Bangsa ini sangat terpengaruh oleh tragedi tsunami pada tahun 2004. Masih ada banyak faktor yang telah mengubah kehidupan masyarakat Indonesia, yang akhirnya mempengaruhi status kesehatan mental masyarakat secara signifikan sejak tahun 2001, yang menyerukan kebijakan kesehatan mental yang lebih diperbarui.

Ada sejumlah kecil dana yang didedikasikan untuk kesehatan mental. Total pengeluaran kesehatan adalah 2,36%, dan kurang dari 1% dari itu digunakan untuk kesehatan mental. Undang-undang kesehatan mental Indonesia memiliki masalah yang sama yang disebutkan di atas yang dihadapi Asia Tenggara sebagai suatu wilayah.

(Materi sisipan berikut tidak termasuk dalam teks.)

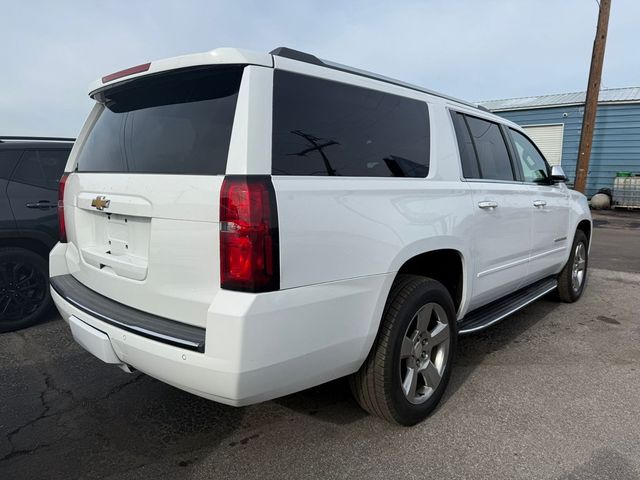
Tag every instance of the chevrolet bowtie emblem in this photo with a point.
(100, 202)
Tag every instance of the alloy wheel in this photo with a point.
(22, 290)
(424, 352)
(579, 266)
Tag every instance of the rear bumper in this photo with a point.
(257, 346)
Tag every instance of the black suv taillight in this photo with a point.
(249, 250)
(62, 230)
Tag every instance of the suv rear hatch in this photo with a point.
(142, 204)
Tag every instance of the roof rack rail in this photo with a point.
(292, 54)
(39, 139)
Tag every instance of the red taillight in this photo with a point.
(127, 71)
(249, 258)
(62, 230)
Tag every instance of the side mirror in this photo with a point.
(557, 174)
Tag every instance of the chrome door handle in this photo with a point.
(488, 204)
(42, 204)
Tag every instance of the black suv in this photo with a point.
(30, 168)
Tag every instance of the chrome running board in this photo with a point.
(492, 313)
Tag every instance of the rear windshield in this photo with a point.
(176, 123)
(322, 127)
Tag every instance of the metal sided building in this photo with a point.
(554, 123)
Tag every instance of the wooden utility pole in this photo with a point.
(591, 102)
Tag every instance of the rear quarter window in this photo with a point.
(326, 128)
(175, 123)
(8, 161)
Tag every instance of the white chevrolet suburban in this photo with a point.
(243, 226)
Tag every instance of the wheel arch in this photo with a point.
(585, 226)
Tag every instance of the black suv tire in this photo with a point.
(383, 385)
(24, 288)
(573, 277)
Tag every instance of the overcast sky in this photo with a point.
(475, 50)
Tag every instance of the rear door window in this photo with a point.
(175, 123)
(483, 150)
(41, 168)
(465, 145)
(493, 156)
(326, 128)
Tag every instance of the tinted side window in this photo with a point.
(8, 160)
(534, 167)
(322, 128)
(41, 168)
(465, 145)
(493, 155)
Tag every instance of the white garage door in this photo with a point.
(548, 138)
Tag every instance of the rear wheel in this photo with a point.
(24, 288)
(572, 278)
(409, 366)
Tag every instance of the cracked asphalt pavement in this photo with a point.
(551, 392)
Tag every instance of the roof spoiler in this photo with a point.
(292, 54)
(36, 139)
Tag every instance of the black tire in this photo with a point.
(24, 288)
(378, 385)
(567, 290)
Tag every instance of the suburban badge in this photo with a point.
(100, 202)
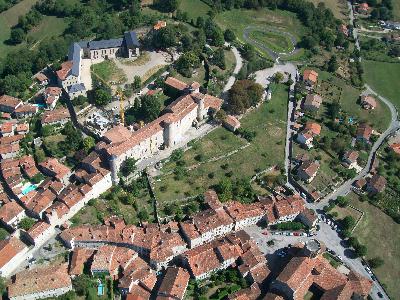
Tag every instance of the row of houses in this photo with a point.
(305, 270)
(190, 109)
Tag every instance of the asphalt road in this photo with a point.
(264, 78)
(345, 188)
(326, 235)
(238, 66)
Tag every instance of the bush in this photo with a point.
(376, 262)
(342, 201)
(289, 226)
(26, 223)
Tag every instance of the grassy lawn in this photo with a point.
(380, 234)
(346, 211)
(108, 71)
(396, 9)
(338, 7)
(48, 27)
(107, 205)
(383, 78)
(239, 19)
(333, 88)
(332, 260)
(275, 41)
(198, 75)
(194, 8)
(266, 150)
(143, 59)
(8, 19)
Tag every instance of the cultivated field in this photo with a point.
(333, 88)
(194, 8)
(273, 40)
(8, 19)
(108, 72)
(396, 9)
(266, 150)
(384, 79)
(240, 19)
(338, 7)
(380, 234)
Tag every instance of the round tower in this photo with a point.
(114, 169)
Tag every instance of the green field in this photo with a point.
(50, 26)
(338, 8)
(194, 8)
(396, 9)
(266, 150)
(8, 19)
(239, 19)
(381, 236)
(108, 71)
(384, 79)
(275, 41)
(333, 88)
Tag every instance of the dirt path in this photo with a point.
(274, 54)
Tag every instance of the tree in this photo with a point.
(129, 166)
(332, 64)
(360, 250)
(229, 35)
(47, 130)
(167, 5)
(143, 215)
(101, 97)
(221, 115)
(278, 77)
(200, 22)
(342, 201)
(37, 178)
(187, 62)
(26, 223)
(80, 100)
(137, 82)
(17, 36)
(394, 51)
(3, 286)
(376, 262)
(224, 189)
(176, 155)
(82, 283)
(348, 222)
(3, 234)
(218, 59)
(88, 143)
(244, 94)
(150, 108)
(165, 37)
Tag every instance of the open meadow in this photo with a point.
(266, 150)
(48, 27)
(380, 234)
(384, 79)
(267, 27)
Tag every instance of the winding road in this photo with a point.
(345, 188)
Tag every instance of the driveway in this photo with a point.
(275, 55)
(155, 60)
(326, 235)
(239, 64)
(85, 73)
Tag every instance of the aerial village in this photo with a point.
(61, 152)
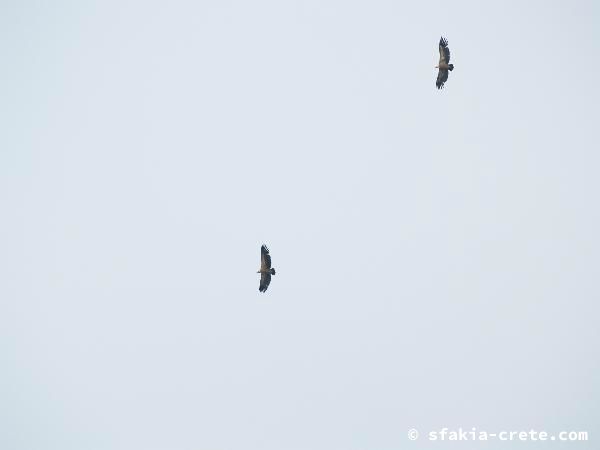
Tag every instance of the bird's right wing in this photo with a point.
(442, 78)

Hukum jauh dari apa yang dapat dianggap lengkap dan adil, dan pasal-pasal yang dimasukkan tidak dipraktikkan dan diperkuat dengan baik. Pada tahun 1966, Indonesia jauh di depan negara-negara lain di kawasan ini dengan memiliki undang-undang kesehatan mental yang terpisah dari undang-undang kesehatan umum, yang memberikan potensi untuk perluasan sistem kesehatan mental. Namun, undang-undang tersebut dicabut pada tahun 1993 dan diintegrasikan ke dalam undang-undang kesehatan umum.

Kesehatan mental sekarang hanya menempati empat artikel dalam undang-undang kesehatan saat ini. Artikel-artikelnya terlalu luas, menyebabkan kesulitan aplikasi dan implementasi. Pasal 26 menyatakan bahwa hampir setiap orang dapat meminta perawatan dan rawat inap untuk orang-orang dengan gangguan mental, namun tidak menyebutkan persetujuan orang tersebut.

Dengan melakukan hal itu, Pasal 26 menciptakan kesan bahwa individu yang sakit mental umumnya dianggap berbahaya bagi masyarakat karena mereka perlu dipaksa untuk dirawat. Situasi ini sejalan dengan stigma negatif yang terkait dengan gangguan mental dan diuraikan nanti dalam makalah ini. Juga, Pasal 27 menyatakan bahwa pemerintah akan memberikan dekrit presiden untuk peraturan dan manajemen kesehatan mental, namun tidak ada yang dilakukan.

Ada juga masalah dengan aksesibilitas dan kualitas perawatan kesehatan mental. Pelatihan in-service resmi tidak banyak diberikan kepada profesional perawatan primer. WHO melaporkan pada 2011 bahwa antara 2006 dan 2011, mayoritas dokter dan perawat layanan primer belum menerima pelatihan semacam itu. Hanya ada satu rumah sakit kesehatan mental per lima juta orang dan satu psikiater yang bekerja di sektor kesehatan mental pada sepuluh juta orang.

Selain jumlah psikiater yang tidak seimbang di antara populasi, psikiater juga tidak terdistribusi dengan baik di negara ini. Hingga 2011, tidak ada psikiater di daerah pedesaan, sementara setengahnya terkonsentrasi di ibu kota Jakarta, dan sisanya di Yogyakarta, dan kota terbesar kedua, Surabaya. Situasi ini menciptakan penghalang bagi pasien kesehatan mental yang mencari bantuan resmi.